Hasta la invención de la agricultura el ser humano apenas había consumido ni
cereales ni legumbres. La parte comestible, en este caso, consiste en la semilla en
sí misma, a diferencia del fruto carnoso de otras especies. Pero el proceso de
germinación de los cereales resulta distinto al de otros frutos, ya que se basan
en la expansión mecánica o por el viento, por lo que cada semilla posee una
abundante artillería física y sobre todo, química, con la misión de evitar que un
animal la ingiera. A esta agresión defensiva el ser humano sólo se ha visto
expuesto durante apenas 10.000 años, que a algunos les podrá parecer un gran
período temporal, pero que a nivel de evolución genética resulta insignificante.
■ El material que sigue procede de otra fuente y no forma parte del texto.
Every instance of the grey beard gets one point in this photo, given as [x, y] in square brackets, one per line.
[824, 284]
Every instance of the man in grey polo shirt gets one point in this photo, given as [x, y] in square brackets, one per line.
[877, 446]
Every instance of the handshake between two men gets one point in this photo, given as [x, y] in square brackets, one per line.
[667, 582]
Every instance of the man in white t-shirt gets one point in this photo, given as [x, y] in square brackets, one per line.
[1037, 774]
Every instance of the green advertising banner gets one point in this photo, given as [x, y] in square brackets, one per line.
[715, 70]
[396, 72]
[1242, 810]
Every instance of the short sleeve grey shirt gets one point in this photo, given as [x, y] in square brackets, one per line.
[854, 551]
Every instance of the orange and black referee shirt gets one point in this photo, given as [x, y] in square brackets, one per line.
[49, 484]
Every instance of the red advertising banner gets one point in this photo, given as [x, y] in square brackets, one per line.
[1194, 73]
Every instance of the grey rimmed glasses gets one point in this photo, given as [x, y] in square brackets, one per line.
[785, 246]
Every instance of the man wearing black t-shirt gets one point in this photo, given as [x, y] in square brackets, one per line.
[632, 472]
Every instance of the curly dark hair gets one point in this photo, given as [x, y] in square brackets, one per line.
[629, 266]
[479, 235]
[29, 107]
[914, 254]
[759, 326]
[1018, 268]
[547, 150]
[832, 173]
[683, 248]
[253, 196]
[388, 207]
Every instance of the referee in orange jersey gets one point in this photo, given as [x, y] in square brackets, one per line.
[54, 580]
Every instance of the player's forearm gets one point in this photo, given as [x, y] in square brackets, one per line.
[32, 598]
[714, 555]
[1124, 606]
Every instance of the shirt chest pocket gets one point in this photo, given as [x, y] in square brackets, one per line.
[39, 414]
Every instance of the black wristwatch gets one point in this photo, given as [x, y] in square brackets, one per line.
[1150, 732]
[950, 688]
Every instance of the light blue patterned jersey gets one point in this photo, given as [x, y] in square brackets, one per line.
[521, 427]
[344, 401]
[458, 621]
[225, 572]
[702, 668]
Para valorar la incorporación de estos alimentos a la dieta habrá que estudiar el
cariz de estas sustancias, cómo operan en el cuerpo humano y el modo en que
culturalmente se las puede doblegar para convertirlas en saludables. Los
cereales alimentan, por supuesto, pero no habría que obviar sus peligros
latentes sobre los que existe abundante literatura científica al respecto.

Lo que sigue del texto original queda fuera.